New York Times, I.R.S. Deploys Artificial Intelligence to Catch Tax Evasion:

The Internal Revenue Service has started using artificial intelligence to investigate tax evasion at multibillion-dollar partnerships as it looks for ways to better police hedge funds, private equity groups, real estate investors and large law firms.

The announcement on Friday was intended to show how a more muscular I.R.S. is using some of the $80 billion allocated through last year’s Inflation Reduction Act to target the wealthiest Americans and tackle the kinds of cases that had become too complex and cumbersome for the beleaguered agency to handle.

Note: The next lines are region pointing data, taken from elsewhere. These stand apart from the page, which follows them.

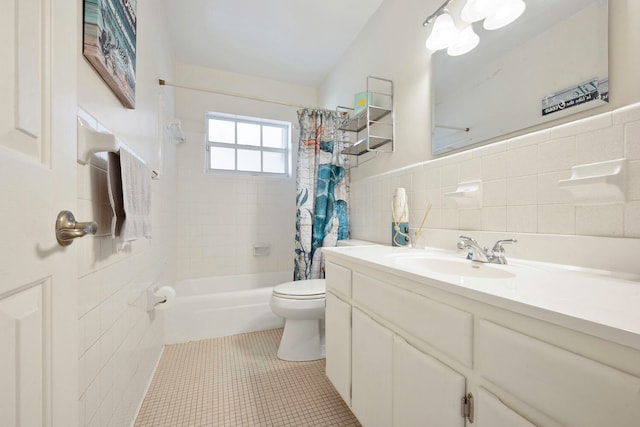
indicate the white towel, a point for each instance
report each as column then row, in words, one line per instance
column 136, row 195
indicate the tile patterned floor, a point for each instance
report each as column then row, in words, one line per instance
column 239, row 381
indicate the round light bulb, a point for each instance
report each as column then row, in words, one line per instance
column 504, row 14
column 444, row 33
column 475, row 10
column 467, row 41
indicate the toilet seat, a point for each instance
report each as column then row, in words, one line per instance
column 301, row 289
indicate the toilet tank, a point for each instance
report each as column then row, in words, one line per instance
column 354, row 242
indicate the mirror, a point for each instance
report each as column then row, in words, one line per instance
column 550, row 63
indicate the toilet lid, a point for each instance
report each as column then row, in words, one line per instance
column 301, row 289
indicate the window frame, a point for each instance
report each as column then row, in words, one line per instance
column 286, row 150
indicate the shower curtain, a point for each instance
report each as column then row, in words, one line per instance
column 322, row 190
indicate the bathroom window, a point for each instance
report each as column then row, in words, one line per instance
column 248, row 145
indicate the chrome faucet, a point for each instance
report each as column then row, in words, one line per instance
column 482, row 254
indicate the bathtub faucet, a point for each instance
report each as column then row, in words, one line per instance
column 482, row 254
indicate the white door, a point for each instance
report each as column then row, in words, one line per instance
column 38, row 325
column 371, row 357
column 491, row 412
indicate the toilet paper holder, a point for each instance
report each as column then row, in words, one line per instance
column 156, row 298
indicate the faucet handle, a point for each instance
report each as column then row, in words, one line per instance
column 498, row 246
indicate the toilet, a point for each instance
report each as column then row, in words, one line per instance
column 301, row 304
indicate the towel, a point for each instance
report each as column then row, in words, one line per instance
column 136, row 196
column 114, row 185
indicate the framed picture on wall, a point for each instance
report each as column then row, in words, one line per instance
column 110, row 44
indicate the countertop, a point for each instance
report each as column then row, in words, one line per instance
column 597, row 302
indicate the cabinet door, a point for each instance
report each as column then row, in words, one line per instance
column 425, row 391
column 338, row 345
column 491, row 412
column 372, row 347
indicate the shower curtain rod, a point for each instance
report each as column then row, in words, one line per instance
column 237, row 95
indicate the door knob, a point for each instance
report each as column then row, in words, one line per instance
column 67, row 228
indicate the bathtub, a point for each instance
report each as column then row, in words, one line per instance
column 218, row 306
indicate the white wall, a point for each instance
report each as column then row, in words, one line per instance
column 520, row 191
column 392, row 46
column 119, row 342
column 221, row 216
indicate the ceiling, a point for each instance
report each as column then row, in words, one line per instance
column 295, row 41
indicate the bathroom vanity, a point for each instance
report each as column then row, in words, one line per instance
column 426, row 338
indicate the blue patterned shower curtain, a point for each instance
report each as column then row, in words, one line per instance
column 322, row 191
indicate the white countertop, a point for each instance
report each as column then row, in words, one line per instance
column 597, row 302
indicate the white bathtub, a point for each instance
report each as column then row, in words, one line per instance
column 213, row 307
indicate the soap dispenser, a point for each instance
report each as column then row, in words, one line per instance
column 400, row 218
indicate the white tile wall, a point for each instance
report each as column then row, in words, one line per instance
column 221, row 217
column 119, row 341
column 520, row 184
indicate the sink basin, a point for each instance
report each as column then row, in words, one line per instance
column 456, row 267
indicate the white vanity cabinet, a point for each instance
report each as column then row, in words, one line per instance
column 410, row 354
column 338, row 329
column 425, row 390
column 372, row 364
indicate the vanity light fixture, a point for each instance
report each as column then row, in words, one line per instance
column 446, row 34
column 466, row 41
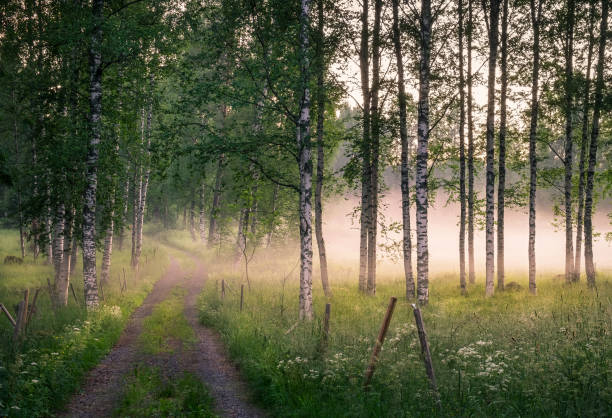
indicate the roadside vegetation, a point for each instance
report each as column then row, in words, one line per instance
column 510, row 355
column 148, row 394
column 41, row 372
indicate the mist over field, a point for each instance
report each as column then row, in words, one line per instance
column 342, row 237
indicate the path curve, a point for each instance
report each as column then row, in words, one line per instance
column 207, row 358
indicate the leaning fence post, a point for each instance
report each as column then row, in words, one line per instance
column 241, row 296
column 326, row 324
column 379, row 341
column 426, row 353
column 22, row 311
column 74, row 294
column 8, row 315
column 32, row 307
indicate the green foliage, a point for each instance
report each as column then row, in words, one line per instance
column 166, row 324
column 512, row 354
column 38, row 376
column 148, row 394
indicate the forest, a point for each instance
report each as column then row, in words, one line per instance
column 305, row 208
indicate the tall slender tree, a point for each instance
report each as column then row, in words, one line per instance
column 493, row 26
column 425, row 23
column 470, row 157
column 375, row 147
column 569, row 141
column 320, row 148
column 462, row 202
column 364, row 69
column 536, row 18
column 405, row 169
column 89, row 207
column 584, row 143
column 597, row 105
column 501, row 185
column 305, row 168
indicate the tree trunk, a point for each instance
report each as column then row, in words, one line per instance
column 490, row 186
column 375, row 148
column 108, row 244
column 241, row 237
column 584, row 143
column 321, row 153
column 274, row 197
column 192, row 219
column 66, row 266
column 470, row 159
column 74, row 254
column 202, row 221
column 126, row 194
column 462, row 281
column 422, row 154
column 501, row 186
column 90, row 284
column 137, row 180
column 49, row 223
column 18, row 181
column 569, row 141
column 533, row 127
column 58, row 253
column 145, row 181
column 364, row 66
column 588, row 202
column 216, row 200
column 405, row 177
column 305, row 169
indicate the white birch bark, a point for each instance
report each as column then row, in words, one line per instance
column 305, row 168
column 422, row 155
column 89, row 204
column 588, row 202
column 58, row 252
column 405, row 177
column 536, row 15
column 490, row 159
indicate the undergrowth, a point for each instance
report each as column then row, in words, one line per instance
column 165, row 324
column 147, row 394
column 509, row 355
column 39, row 375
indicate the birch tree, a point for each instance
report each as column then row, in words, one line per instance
column 597, row 105
column 405, row 176
column 493, row 25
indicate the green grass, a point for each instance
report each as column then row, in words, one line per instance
column 510, row 355
column 38, row 376
column 166, row 324
column 147, row 394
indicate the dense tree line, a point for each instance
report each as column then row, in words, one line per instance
column 211, row 116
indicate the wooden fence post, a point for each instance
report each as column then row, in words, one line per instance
column 31, row 310
column 22, row 311
column 241, row 296
column 8, row 315
column 74, row 294
column 326, row 324
column 426, row 354
column 378, row 344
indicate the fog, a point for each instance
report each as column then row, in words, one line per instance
column 341, row 232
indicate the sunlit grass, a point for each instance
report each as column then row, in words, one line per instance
column 44, row 370
column 150, row 394
column 166, row 325
column 508, row 355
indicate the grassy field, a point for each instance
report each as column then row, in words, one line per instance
column 39, row 375
column 510, row 355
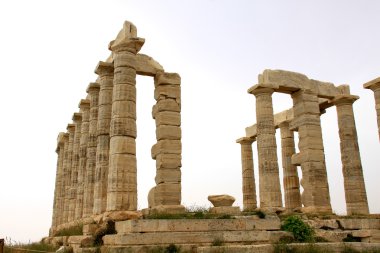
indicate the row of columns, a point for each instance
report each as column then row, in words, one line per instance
column 97, row 167
column 315, row 196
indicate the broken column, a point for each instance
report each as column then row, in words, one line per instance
column 167, row 150
column 57, row 212
column 105, row 71
column 311, row 158
column 290, row 174
column 269, row 181
column 374, row 85
column 122, row 178
column 354, row 187
column 67, row 172
column 249, row 186
column 88, row 197
column 84, row 106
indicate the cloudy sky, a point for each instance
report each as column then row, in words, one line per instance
column 49, row 51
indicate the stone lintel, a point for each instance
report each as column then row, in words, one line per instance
column 344, row 99
column 373, row 85
column 104, row 68
column 84, row 103
column 70, row 128
column 93, row 87
column 77, row 116
column 262, row 88
column 246, row 140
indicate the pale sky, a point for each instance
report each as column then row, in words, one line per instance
column 49, row 51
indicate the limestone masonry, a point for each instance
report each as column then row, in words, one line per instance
column 96, row 169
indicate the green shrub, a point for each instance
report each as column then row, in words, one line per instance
column 301, row 231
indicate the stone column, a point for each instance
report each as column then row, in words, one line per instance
column 122, row 178
column 167, row 150
column 316, row 196
column 84, row 106
column 58, row 180
column 269, row 182
column 356, row 197
column 374, row 85
column 249, row 185
column 88, row 197
column 77, row 119
column 67, row 172
column 105, row 71
column 290, row 175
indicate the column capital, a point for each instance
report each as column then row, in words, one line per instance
column 93, row 87
column 261, row 89
column 373, row 85
column 84, row 104
column 246, row 140
column 77, row 116
column 104, row 68
column 70, row 128
column 344, row 99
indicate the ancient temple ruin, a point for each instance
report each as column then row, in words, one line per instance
column 96, row 170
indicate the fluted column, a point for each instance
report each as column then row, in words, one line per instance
column 249, row 185
column 354, row 187
column 77, row 119
column 105, row 71
column 311, row 158
column 58, row 179
column 88, row 198
column 122, row 178
column 269, row 181
column 374, row 85
column 84, row 106
column 167, row 150
column 290, row 174
column 67, row 172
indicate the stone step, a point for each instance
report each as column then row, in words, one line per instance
column 197, row 225
column 199, row 238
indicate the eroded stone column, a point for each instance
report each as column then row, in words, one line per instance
column 167, row 150
column 290, row 174
column 269, row 181
column 84, row 106
column 316, row 196
column 77, row 119
column 122, row 178
column 249, row 185
column 356, row 196
column 67, row 171
column 88, row 198
column 57, row 212
column 374, row 85
column 105, row 71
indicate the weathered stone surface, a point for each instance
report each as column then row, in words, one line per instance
column 221, row 200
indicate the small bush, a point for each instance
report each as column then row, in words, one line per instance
column 301, row 231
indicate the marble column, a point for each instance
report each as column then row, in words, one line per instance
column 374, row 85
column 84, row 107
column 105, row 71
column 88, row 197
column 58, row 180
column 249, row 185
column 77, row 119
column 354, row 187
column 67, row 172
column 167, row 150
column 269, row 181
column 311, row 158
column 290, row 174
column 122, row 177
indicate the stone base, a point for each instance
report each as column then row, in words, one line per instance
column 231, row 210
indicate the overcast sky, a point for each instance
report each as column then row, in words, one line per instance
column 49, row 51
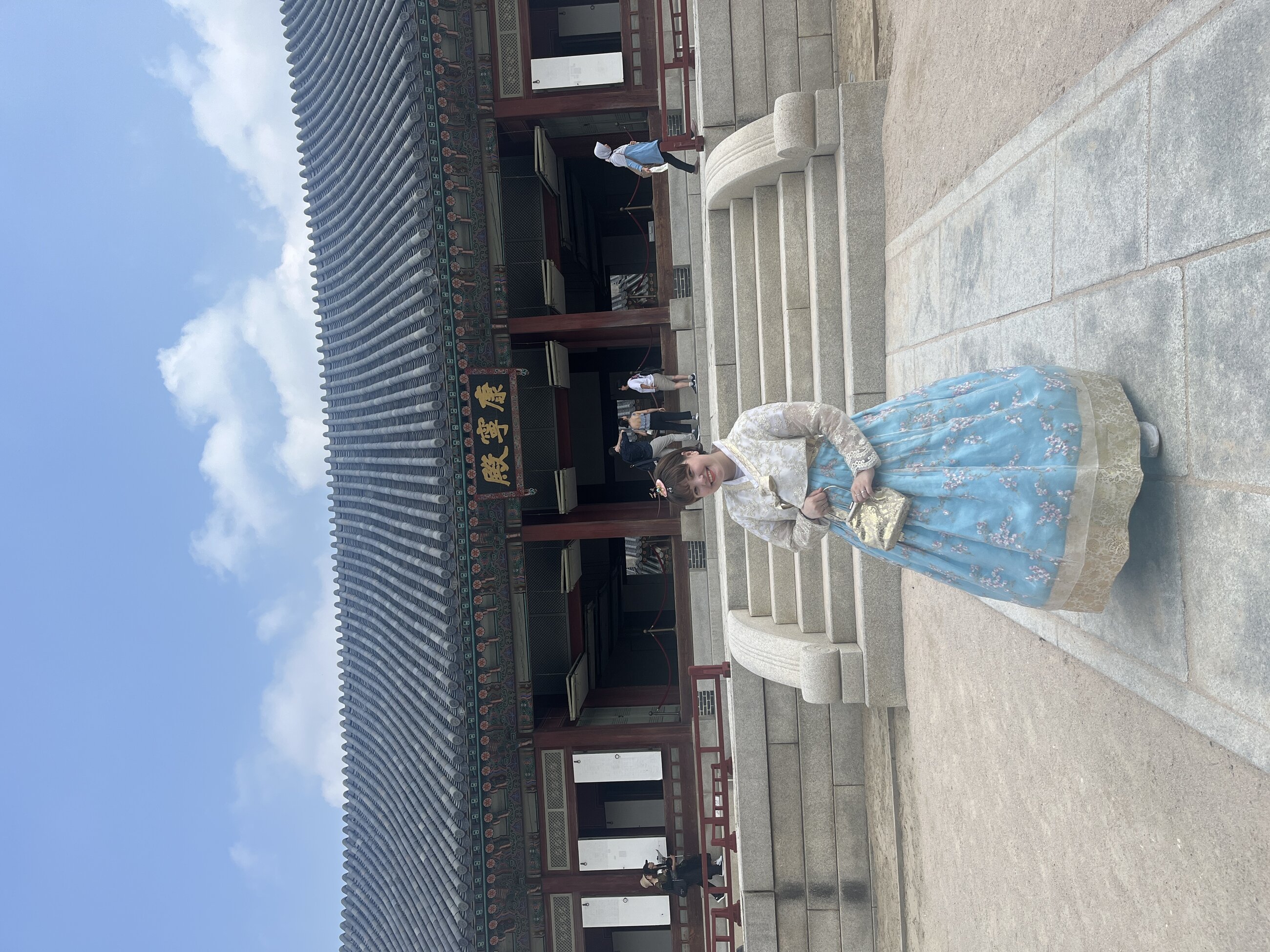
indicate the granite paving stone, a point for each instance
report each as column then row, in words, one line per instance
column 1100, row 192
column 996, row 252
column 1133, row 331
column 1228, row 352
column 913, row 311
column 1224, row 536
column 1211, row 135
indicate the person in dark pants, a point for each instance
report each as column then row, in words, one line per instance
column 644, row 422
column 643, row 454
column 676, row 876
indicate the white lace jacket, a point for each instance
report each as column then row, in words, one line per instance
column 773, row 443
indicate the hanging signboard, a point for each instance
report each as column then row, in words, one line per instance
column 492, row 433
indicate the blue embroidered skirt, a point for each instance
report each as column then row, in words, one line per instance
column 1021, row 483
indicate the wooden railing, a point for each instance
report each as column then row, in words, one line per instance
column 714, row 768
column 680, row 56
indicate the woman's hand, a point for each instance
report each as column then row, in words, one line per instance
column 816, row 504
column 862, row 487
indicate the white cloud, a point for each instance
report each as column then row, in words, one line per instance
column 239, row 94
column 300, row 710
column 248, row 370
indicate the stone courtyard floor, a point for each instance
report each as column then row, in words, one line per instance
column 1063, row 781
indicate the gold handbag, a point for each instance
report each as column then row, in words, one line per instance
column 879, row 521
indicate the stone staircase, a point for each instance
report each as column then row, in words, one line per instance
column 793, row 236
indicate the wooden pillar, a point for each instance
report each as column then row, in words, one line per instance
column 591, row 320
column 604, row 521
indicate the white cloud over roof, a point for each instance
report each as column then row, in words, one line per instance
column 247, row 369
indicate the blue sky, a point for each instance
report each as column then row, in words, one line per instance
column 172, row 777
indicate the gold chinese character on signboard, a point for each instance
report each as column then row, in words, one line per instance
column 493, row 469
column 490, row 396
column 490, row 430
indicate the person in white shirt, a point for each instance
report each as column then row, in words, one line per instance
column 653, row 382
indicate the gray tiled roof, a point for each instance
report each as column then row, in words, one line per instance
column 409, row 839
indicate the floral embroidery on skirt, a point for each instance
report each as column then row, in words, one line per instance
column 1021, row 481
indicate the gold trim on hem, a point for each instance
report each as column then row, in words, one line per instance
column 1109, row 475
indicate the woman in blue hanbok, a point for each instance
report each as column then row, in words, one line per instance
column 642, row 158
column 1020, row 480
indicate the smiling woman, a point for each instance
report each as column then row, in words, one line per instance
column 1013, row 484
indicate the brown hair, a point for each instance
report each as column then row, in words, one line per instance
column 672, row 470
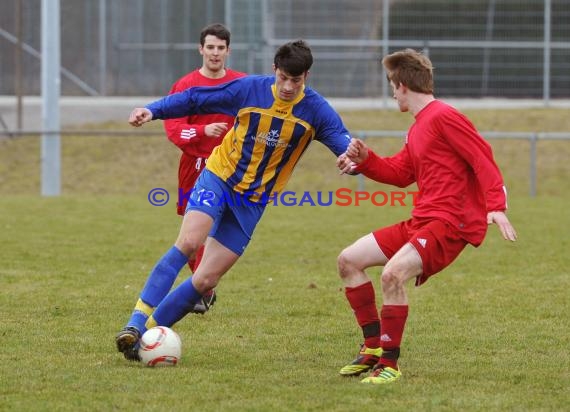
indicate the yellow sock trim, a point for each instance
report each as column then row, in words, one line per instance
column 144, row 308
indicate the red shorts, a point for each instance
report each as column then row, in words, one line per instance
column 437, row 243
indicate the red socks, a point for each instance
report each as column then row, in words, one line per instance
column 362, row 300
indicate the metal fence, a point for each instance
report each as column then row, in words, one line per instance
column 507, row 48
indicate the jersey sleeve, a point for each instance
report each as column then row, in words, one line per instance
column 470, row 145
column 396, row 170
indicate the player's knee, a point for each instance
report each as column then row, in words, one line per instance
column 204, row 283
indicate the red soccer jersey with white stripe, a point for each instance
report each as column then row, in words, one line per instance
column 188, row 132
column 454, row 169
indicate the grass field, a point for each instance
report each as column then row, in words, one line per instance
column 490, row 333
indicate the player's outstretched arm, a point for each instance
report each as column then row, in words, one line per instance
column 139, row 116
column 356, row 153
column 501, row 219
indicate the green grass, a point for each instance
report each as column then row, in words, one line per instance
column 488, row 333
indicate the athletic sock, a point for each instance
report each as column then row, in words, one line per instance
column 362, row 300
column 393, row 319
column 159, row 282
column 175, row 305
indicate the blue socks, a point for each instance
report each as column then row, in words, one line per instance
column 157, row 286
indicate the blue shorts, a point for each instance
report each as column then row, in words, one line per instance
column 235, row 217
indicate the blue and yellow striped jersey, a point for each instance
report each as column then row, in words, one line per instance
column 269, row 135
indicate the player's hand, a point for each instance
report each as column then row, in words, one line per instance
column 344, row 164
column 216, row 129
column 139, row 116
column 500, row 218
column 357, row 151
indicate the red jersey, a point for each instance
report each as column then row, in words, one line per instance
column 454, row 169
column 188, row 133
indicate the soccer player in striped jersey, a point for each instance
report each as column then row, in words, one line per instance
column 277, row 117
column 461, row 191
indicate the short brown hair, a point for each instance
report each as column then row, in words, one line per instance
column 410, row 68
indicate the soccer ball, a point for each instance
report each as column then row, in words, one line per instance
column 160, row 346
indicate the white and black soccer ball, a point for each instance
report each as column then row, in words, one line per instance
column 160, row 346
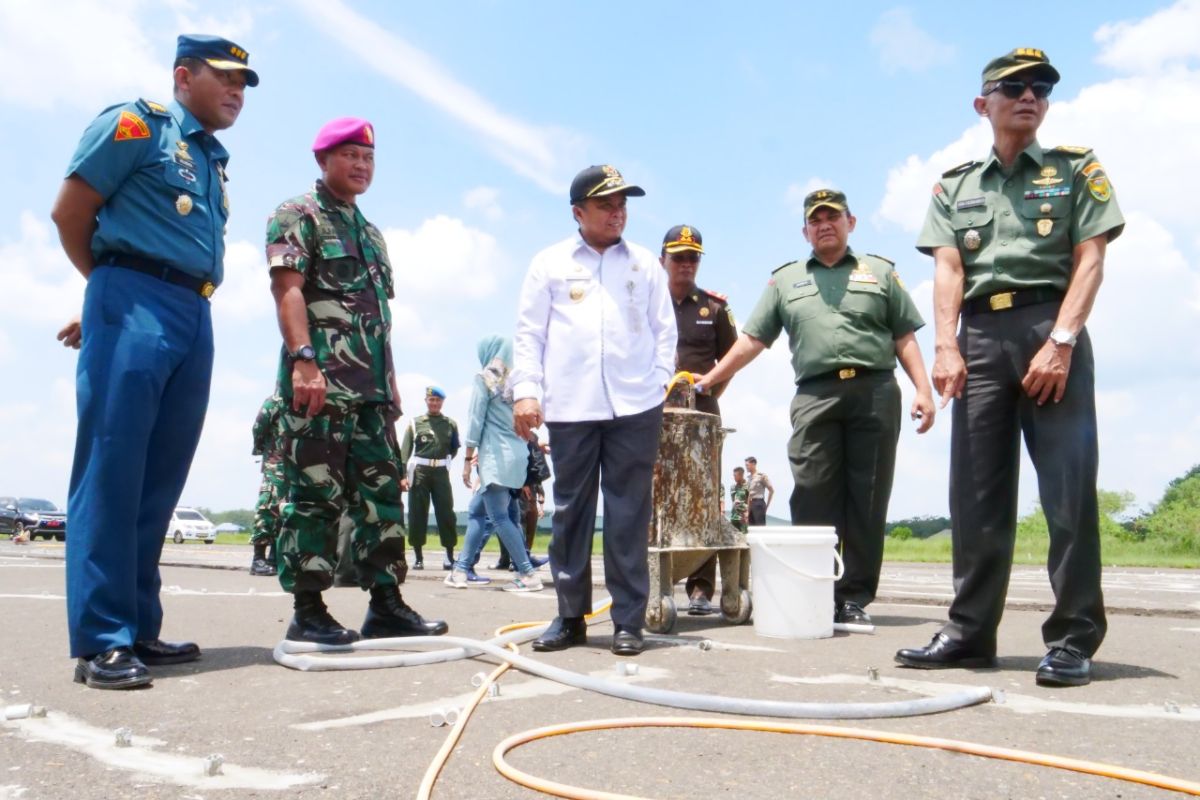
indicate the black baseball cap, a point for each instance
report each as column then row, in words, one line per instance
column 601, row 180
column 682, row 238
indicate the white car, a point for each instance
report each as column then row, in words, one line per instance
column 190, row 523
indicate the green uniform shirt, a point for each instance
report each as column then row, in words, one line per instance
column 343, row 260
column 430, row 437
column 1018, row 229
column 843, row 316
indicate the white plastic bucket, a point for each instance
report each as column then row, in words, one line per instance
column 792, row 576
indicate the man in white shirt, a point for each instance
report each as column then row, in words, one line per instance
column 594, row 350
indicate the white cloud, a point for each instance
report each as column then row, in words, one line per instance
column 1150, row 428
column 541, row 154
column 795, row 194
column 1168, row 37
column 903, row 46
column 486, row 200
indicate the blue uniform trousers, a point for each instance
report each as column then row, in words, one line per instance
column 142, row 389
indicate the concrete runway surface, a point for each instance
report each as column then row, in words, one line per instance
column 367, row 734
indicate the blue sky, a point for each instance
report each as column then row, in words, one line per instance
column 725, row 114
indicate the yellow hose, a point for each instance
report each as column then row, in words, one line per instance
column 885, row 737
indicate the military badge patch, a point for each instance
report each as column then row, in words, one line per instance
column 130, row 126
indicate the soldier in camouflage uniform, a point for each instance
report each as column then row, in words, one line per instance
column 739, row 500
column 431, row 441
column 331, row 281
column 270, row 494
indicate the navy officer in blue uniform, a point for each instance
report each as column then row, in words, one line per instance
column 142, row 216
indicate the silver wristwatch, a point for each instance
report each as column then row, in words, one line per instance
column 1062, row 336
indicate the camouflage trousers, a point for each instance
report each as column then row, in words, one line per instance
column 270, row 495
column 341, row 459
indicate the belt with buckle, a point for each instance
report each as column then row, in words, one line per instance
column 159, row 270
column 431, row 462
column 845, row 373
column 1006, row 300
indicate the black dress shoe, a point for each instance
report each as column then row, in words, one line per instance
column 156, row 653
column 628, row 641
column 851, row 613
column 945, row 653
column 1063, row 667
column 313, row 623
column 117, row 668
column 700, row 606
column 389, row 615
column 562, row 633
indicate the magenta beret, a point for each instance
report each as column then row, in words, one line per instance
column 343, row 130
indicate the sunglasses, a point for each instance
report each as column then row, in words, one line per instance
column 1014, row 89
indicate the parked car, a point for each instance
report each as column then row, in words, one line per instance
column 190, row 523
column 34, row 516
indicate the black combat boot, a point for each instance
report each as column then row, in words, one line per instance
column 313, row 623
column 389, row 615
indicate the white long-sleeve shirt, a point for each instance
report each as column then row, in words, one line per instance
column 595, row 331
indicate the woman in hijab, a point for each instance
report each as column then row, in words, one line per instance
column 502, row 458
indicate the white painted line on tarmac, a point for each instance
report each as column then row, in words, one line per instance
column 509, row 691
column 144, row 762
column 1013, row 702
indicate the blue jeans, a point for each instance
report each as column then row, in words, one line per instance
column 492, row 504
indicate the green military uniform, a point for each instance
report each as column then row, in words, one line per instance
column 345, row 457
column 739, row 504
column 841, row 324
column 1015, row 230
column 430, row 444
column 273, row 491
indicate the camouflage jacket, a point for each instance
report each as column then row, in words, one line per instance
column 343, row 260
column 739, row 498
column 267, row 431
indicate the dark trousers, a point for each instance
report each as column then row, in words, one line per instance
column 617, row 457
column 142, row 389
column 843, row 453
column 757, row 512
column 431, row 483
column 985, row 443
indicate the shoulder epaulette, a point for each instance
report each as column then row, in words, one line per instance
column 961, row 168
column 150, row 107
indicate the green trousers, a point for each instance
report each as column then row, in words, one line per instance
column 431, row 482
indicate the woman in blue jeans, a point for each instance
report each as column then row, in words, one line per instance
column 502, row 458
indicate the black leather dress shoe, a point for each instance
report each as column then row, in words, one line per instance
column 1063, row 667
column 562, row 633
column 156, row 653
column 117, row 668
column 389, row 615
column 945, row 653
column 627, row 641
column 851, row 613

The agency’s new funding is supposed to help the I.R.S. raise more federal revenue by cracking down on tax cheats and others who use sophisticated accounting maneuvers to avoid paying what they owe. But the allocation has been politically contentious, with Republicans claiming that the I.R.S. will use the funding to harass small businesses and middle-class taxpayers. Earlier this year, Republicans succeeded in clawing back $20 billion as part of an agreement to raise the nation’s borrowing cap.

The political fight has put the onus on Democrats and the Biden administration to show that the funding is primarily enabling the I.R.S. to target wealthy Americans and corporations who may have engaged in tax evasion.

“These are complex cases for I.R.S. teams to unpack,” Daniel Werfel, the I.R.S. commissioner, said in a briefing with reporters. “The I.R.S. has simply not had enough resources or staffing to address partnerships; in a real sense, we’ve been overwhelmed in this area for years.”

The fight over I.R.S. funding is continuing, as the House and the Senate try to agree on spending legislation to avert a possible government shutdown at the end of the month.  …

As part of its recruiting strategy, the I.R.S. has been looking to hire data scientists to develop new in-house artificial intelligence tools. Mr. Werfel said that the agency is also collaborating with outside experts and contractors on the project.

Last month, the I.R.S. said it had increased its full-time staff to nearly 90,000, a level not seen in more than a decade.